See Droz, 580 F.3d at 109 (directing the district court to grant the defendant's motion for summary judgment on a malicious prosecution claim where it "conclud[ed] that there was probable cause as a matter of law for instituting the proceeding").
D. Conspiracy
"To prove a § 1983 conspiracy, a plaintiff must show: (1) an agreement between two or more state actors or between a state actor and a private entity; (2) to act in concert to inflict an unconstitutional injury; and (3) an overt act done in furtherance of that goal causing damages." Nieves failed to provide any facts showing that the defendants "`entered into an agreement, express or tacit, to achieve the unlawful end.'" Thus, defendants are entitled to summary judgment on this claim as well.
Pangburn v. Culbertson, 200 F.3d 65, 72 (2d Cir. 1999).
Arar v. Ashcroft, 585 F.3d 559, 569 (2d Cir. 2009) (quoting Webb v. Goord, 340 F.3d 105, 110 (2d Cir. 2003)).
E. State-Law Intentional Infliction of Emotional Distress
New York General Municipal Law section 50-e requires that plaintiffs asserting state tort law claims against a municipal entity or its employees file a notice of claim within ninety days after the incident giving rise to the claim. Nieves concedes that he did not file a notice of claim. He argues instead that defendants were "on notice" of his claims because he filed complaints with the New York City Civilian Complaint Review Board and the New York City Police Department Internal Affairs Bureau.
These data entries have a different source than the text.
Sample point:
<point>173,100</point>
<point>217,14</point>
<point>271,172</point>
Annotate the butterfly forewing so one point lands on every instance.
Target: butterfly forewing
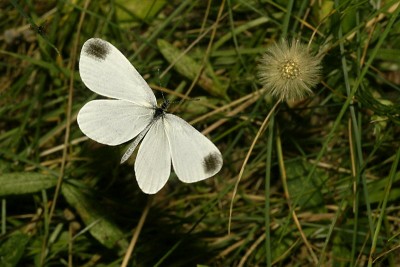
<point>194,157</point>
<point>106,71</point>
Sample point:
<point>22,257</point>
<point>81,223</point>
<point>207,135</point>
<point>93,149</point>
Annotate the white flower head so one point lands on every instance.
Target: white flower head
<point>288,72</point>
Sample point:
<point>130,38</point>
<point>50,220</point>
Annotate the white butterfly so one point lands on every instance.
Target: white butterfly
<point>134,113</point>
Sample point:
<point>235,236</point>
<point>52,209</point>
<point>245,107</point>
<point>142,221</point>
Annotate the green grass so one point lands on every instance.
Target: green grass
<point>320,186</point>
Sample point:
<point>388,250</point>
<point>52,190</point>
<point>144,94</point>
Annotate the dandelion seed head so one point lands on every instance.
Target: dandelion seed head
<point>288,72</point>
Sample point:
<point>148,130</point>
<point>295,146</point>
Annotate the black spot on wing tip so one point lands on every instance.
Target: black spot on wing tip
<point>97,49</point>
<point>212,162</point>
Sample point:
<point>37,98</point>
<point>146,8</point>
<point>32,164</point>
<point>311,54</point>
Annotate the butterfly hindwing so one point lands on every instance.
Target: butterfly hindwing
<point>106,71</point>
<point>153,161</point>
<point>113,122</point>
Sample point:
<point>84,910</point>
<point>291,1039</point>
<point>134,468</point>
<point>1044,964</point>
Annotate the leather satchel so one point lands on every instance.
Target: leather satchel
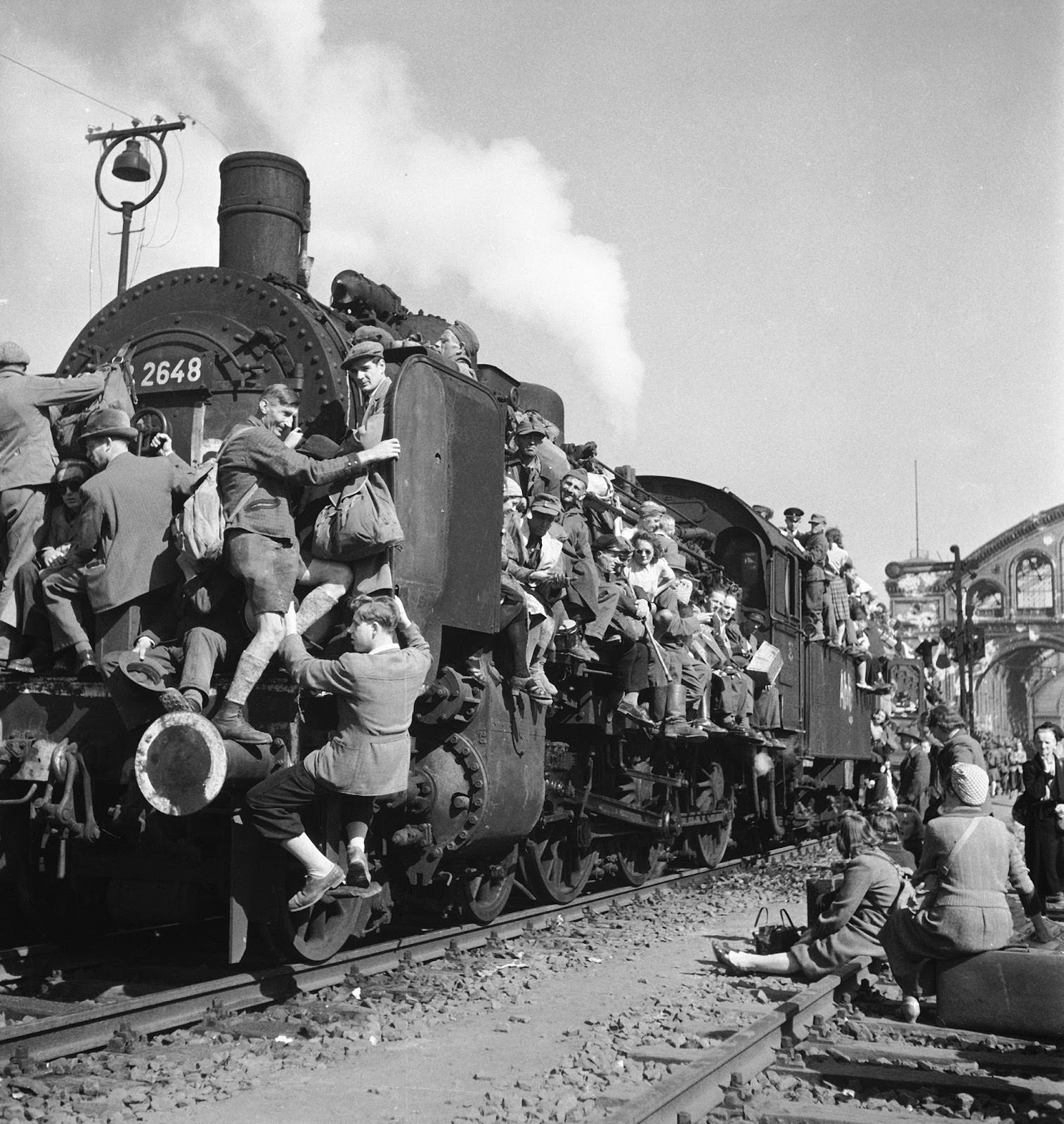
<point>358,522</point>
The fact that defendants may have received actual notice of Nieves' claims does not relieve him of his obligation to file a notice of claim. Having failed to do so, Nieves' state-law claim is dismissed.
See Pl. Opp. at 18.
Id.
See Olsen v. County of Nassau, No. 05 Civ. 3623, 2008 WL 4838705, at *2-*3 (E.D.N.Y. Nov. 4, 2008) (rejecting plaintiff's argument that filing a complaint with the New York State Human Rights Division obviated the notice of claim requirement and dismissing plaintiff's claims).
V. CONCLUSION
For the foregoing reasons, defendants' motion for summary judgment is granted in part and denied in part. The Clerk of the Court is directed to close this motion (Docket No. 32). A conference is scheduled for February 11, 2010 at 3:00 p.m. in Courtroom 15C.